Rappelons aussi que Zawahiri a publié en ligne en 2008 un livre numérique connu sous le titre «l'absolution» (dont il existe une traduction française sur papier et dont le titre complet est «l'absolution des oulémas et des mouhadjidiens contre toute accusation de toute accusation d'impuissance et de faiblesse». Il s'agissait d'une réfutation théologico-politique des thèses d'un ancien compagnon maintenant «déradicalisé» :al-Sharif alias docteur Fadl qui contestait la légitimité religieuse du jihad pratiqué par la mouvance al Qaïda. Dans sa réplique, al Zawahiri revenait sur deux thèmes récurrents : l'efficacité de l'action d'al Qaïda et son bilan «globalement positif», mais aussi la parfaite licéité du jihad dit défensif, destiné à riposter à des injustices commises par les Juifs et les croisés et à leur invasion de terres d'Islam.

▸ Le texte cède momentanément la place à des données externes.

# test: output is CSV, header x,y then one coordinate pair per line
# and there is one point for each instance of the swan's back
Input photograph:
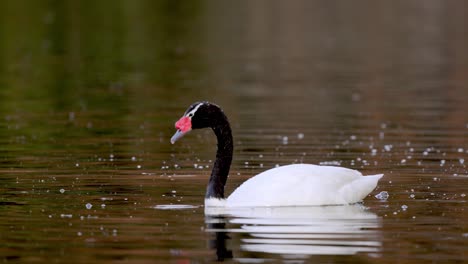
x,y
303,184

L'actuel silence relatif du successeur de ben Laden peut s'expliquer par des difficultés techniques : même l'enregistrement,une simple mise en ligne ou le transport physique d'un DVD peuvent constituer un risque pour l'homme maintenant le plus recherché du monde. Par aileurs, les communications jihadistes très ciblées par les USA ne sont pas si aisées par les temps qui courent. Ainsi le forum Shamukh al Islam qui était un de leurs principaux canaux a subi des attaques informatiques qui ont amené sa fermeture.
Il y a également des explications politiques qui ont été avancées à cette discrétion : régionalisation d'al Qaïda qui rend moins importante la communications de la structure centrale, période de réorganisation et d'attente face aux événements du monde arabe, hésitations stratégiques.

Pourtant, on ne peut pas exactement dire que la nébuleuse al Qaïda (sur laquelle Zawahiri a sans peu de pouvoir réel, soit inactive. Outre les récentes mises en garde du département d'État contre une recrudescence possible des attentats (éventuellement contre des sites industriels US), citons :
- les actions en Algérie, y compris celle qui a coûté la vie au fils de Ali Belhadj
- la menace d'AQMI dans tout le Sahara
- le rôle obscur des jihadistes dans les événements de Lybie (voir l'assassinat du général Younès)
- la présence d'AQPA (al Qaïda pour la péninsule arabique, qui se vante de ses bons résultats dans un message à Zawahiri) au Yemen, présence démontrée a contrario par les pertes qu'on lui attribue et le fait qu'un ministre yéménite se vante de l'aide qu'apportent les USA à son sympathique régime pour lutter contre AQ...
- etc.

Bref, même en tenant compte de la propagande des gouvernements concernés et en sachant bien que des organisations comme AQMi ou AQPA ont une stratégie de plus en plus autonome, nous sommes encore loin de la fin d'al Qaïda dont le secrétaire à la Défense, Léon Panetta, annonçait qu'elle était à portée de main.
En dépit des documents sensationnels qui circulent dans la presse anglo-saxonne (comme la «découverte» que ben Laden préparait des attentats pour le 10° anniversaire du 11 septembre...), nous avons rarement été autant dans le brouillard sur les capacités et les projets d'al Qaïda.